At the beginning of the week, the inside story of the Gove-Johnson was catalogued by BBC journalist Mark Mardell in a handy cut-out-and-keep list for budding dramatists. It dripped with blood, worthy of anything by Shakespeare.
Thereafter, politics moved from its first definition - 'activities associated with the governance of a country' - to its second: 'activities aimed at improving one's status or increasing power'. The transition was unseemly, littered with personal attacks and posturing.
Tory MPs were conducting their own savage campaign to find a pair of candidates to suggest to their membership. By the end of the week, Michael Heseltine had 'disembowelled' Michael Gove, to quote one journalist, putting a final stake through his chances in the leadership election. The last of the big three Brexit leaders was gone. Tories never value disloyalty.
Fox and Crabb had gone as well. We were left with an all-female shortlist of Theresa May and Andrea Leadsom (the last leading Brexiteer still standing?) which would be put to the ca 150,000 party faithful for them to choose our next Prime Minister.
At the other end of the corridor, Labour continued its wranglings with offers and counter-offers of mediation against a ominous backdrop of 'I shall not be moved' from Jeremy Corbyn. Angela Eagle collected sufficient support to launch a leadership challenge which will no doubt dominate the Labour news next week.
In the real world, the economy continued to stumble along, with the pound sinking ever lower. Journalists flew to their blogs and word-processors to churn out observations on the result. John Lichfield suggested that Britain was having a nervous breakdown and highlighted, yet again, Boris Johnson's role in creating the myth of Brussels bureaucrats.
He memorably reminded us that the Queen of Hearts' insistence that we should have 'sentence first - verdict afterwards'. How apt a description of what had happened with the referendum.
A new hero emerged at the European parliament in the person of Guy Verhofstadt, a former Prime Minister of Belgium. He came to prominence when he responded to Nigel Farage's appalling leaving speech by saying that he was looking forward to saving money in the EU budget when Farage left: his salary. He made two speeches - on 28 June and 5 July - to the Parliament, both articulate and great theatre.

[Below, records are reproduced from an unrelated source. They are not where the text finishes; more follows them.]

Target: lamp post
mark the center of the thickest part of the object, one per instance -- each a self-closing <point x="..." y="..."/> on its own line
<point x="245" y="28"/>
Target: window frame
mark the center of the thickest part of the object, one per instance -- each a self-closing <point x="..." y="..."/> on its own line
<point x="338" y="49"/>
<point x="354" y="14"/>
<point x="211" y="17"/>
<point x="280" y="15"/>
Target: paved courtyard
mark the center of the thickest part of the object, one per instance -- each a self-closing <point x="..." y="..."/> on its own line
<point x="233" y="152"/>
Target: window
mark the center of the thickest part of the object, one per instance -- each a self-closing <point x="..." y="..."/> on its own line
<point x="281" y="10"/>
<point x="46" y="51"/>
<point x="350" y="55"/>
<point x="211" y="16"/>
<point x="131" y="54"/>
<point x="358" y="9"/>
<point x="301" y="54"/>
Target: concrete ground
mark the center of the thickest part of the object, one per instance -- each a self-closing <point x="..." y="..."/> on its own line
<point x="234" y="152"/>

As well as decrying the chaos in the Brexit camp in the way that only a critical friend can do, he challenged the EU to see the consequences of the vote as an earthquake which needed a response and not something that could be brushed aside with a 'business as usual' attitude. He must have been looking over his shoulder at some of the other countries, with active right wing parties.

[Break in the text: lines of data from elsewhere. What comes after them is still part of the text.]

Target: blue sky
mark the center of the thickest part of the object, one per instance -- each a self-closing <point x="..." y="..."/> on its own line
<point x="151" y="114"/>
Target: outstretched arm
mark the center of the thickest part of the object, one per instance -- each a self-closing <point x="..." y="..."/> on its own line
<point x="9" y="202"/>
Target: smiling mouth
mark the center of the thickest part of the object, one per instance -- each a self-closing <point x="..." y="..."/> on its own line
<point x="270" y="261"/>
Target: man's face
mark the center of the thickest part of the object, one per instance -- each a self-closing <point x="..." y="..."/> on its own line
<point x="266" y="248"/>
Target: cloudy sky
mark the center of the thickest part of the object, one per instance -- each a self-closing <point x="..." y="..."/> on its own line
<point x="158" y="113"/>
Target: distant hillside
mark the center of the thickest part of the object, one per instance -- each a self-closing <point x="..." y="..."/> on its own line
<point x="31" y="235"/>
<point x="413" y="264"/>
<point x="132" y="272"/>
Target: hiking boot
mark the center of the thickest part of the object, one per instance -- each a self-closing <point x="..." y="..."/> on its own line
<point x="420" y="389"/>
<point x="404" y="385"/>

The face of Donald Tusk as Verhofstadt laid into him for his inertia was a joy. (Did I spot one of valiant UKIP MEPs sitting with her back to Verhofstadt as he spoke?). Verhofstadt would agree with John Lichfield that the nervous breakdown was in full swing.
Our eyes were taken off the European question mid week when the Chilcot report was published. But our gaze swiftly returned to the main topic when Sam Coats Times drew attention to the parallels in a tweet: 'Chilcot begs government never again to embark on huge risky leaps of faith based on dodgy evidence and without solid planning.'
Dodgy evidence? A sexed-up dodgy dossier? That seems a generously mild summary of what the Leave campaign offered.

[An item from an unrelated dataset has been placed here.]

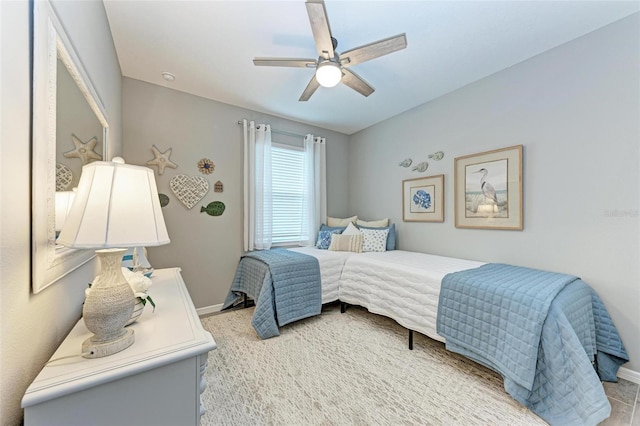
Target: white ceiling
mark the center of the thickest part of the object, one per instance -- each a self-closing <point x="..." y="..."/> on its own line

Special interest groups went into over-drive attacking Tony Blair with almost no realisation of the irony that they were accusing him of doing what the 'British people' had just done: decision first - analysis afterwards. The Queen of Hearts' dictum.
In discussions, the same questions came up time and again:
- How could we have been so stupid to have voted for something so ill-defined (and seemingly suicidal when looked at in detail)?
- How are we going to square the circle and actually implement the 'wish of the people'?
No answers were yet forthcoming but we could all rest assured that Oliver Letwin, whose contempt for the Civil Service is well-known, was gathering about him 'the brightest and the best' of them to work out how to achieve the second. It will take quite a team.
Here in Cornwall, the search went on for anyone who actually voted Leave and understood just how much money the county had been receiving from the EU each year: money that was highly unlikely to be forthcoming from a UK government. The total so far is 1.